Foundations refresher, day 1 — re-walking deep-learning basics before thesis kickoff
Before reading deeper into the learned-compression literature for thesis work, I am running a structured re-walk through the foundations of deep learning — slowly enough to actually look at each piece. The PyTorch use in the sEMG project below sat on top of architectural priors I had taken on trust; the goal of this refresher is to put those priors back on first-principles ground before they become invisible scaffolding under thesis-level work.
Day 1 covered the basics in one pass: what deep learning does mechanically (rule-finding from examples rather than rule-writing), how a neural network is structured (neuron → layer → depth as a feature ladder), how training works (loss as a scalar, gradient descent as blindfolded descent, learning rate as step size), and the overfitting / underfitting distinction with the four standard remedies (more data, L2 regularisation, dropout, early stopping). The textbook material I won’t rehash. What is worth recording from a day 1 is what I caught myself getting wrong:
Negative weights. I had been carrying the implicit picture that a “more important” feature gets a larger weight. Working through a toy “should I go to the beach” example forced the point that suppressing a decision is just as legitimate as supporting it, and the way a network represents “this feature pushes against the answer” is a weight with negative sign and large magnitude. Trivial in hindsight; not how I had been visualising it.
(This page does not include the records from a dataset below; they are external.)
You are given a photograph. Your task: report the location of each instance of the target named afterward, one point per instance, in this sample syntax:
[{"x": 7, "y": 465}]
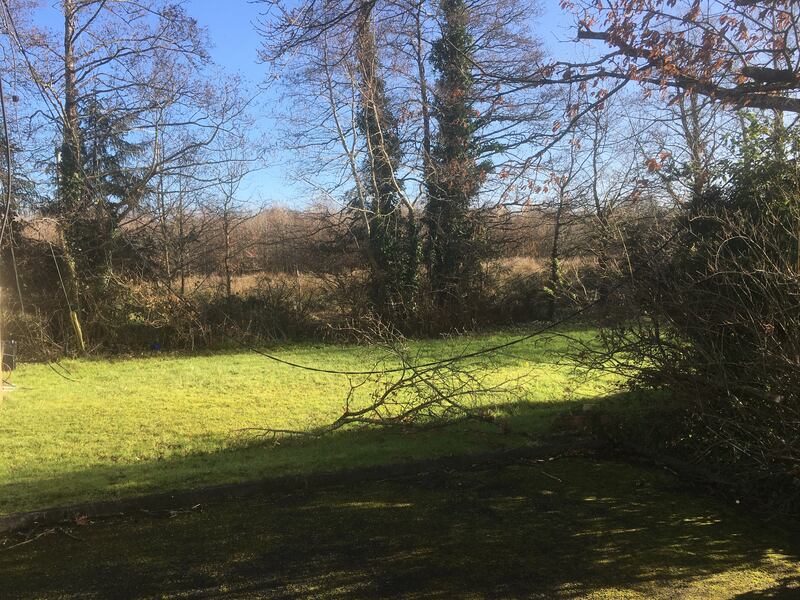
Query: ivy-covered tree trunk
[
  {"x": 70, "y": 186},
  {"x": 455, "y": 176},
  {"x": 392, "y": 231}
]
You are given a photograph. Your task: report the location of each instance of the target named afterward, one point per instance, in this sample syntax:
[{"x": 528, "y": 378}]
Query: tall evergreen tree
[{"x": 455, "y": 175}]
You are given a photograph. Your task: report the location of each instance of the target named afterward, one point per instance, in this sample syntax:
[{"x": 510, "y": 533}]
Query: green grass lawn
[
  {"x": 131, "y": 426},
  {"x": 565, "y": 529}
]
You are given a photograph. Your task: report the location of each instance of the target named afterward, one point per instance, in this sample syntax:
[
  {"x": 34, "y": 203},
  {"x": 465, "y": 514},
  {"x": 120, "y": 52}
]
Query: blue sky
[{"x": 231, "y": 26}]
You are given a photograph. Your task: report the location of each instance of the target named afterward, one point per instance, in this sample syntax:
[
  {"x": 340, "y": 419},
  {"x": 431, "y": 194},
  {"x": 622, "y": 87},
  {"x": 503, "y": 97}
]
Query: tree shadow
[
  {"x": 251, "y": 456},
  {"x": 561, "y": 529}
]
Depth as a strict ladder, not a soft metaphor. I knew “deep” meant many layers, and that early layers learn simple features. What I had not internalised is that each layer’s input vocabulary is literally the previous layer’s output. Edges → shapes → eye → face isn’t a slogan but the actual data flow, and “eye” is just a stable activation in some middle layer that the next layer uses as a primitive. That makes depth a different kind of design choice than I had treated it as — it controls the maximum composition height of the features the network can express, not just the parameter count.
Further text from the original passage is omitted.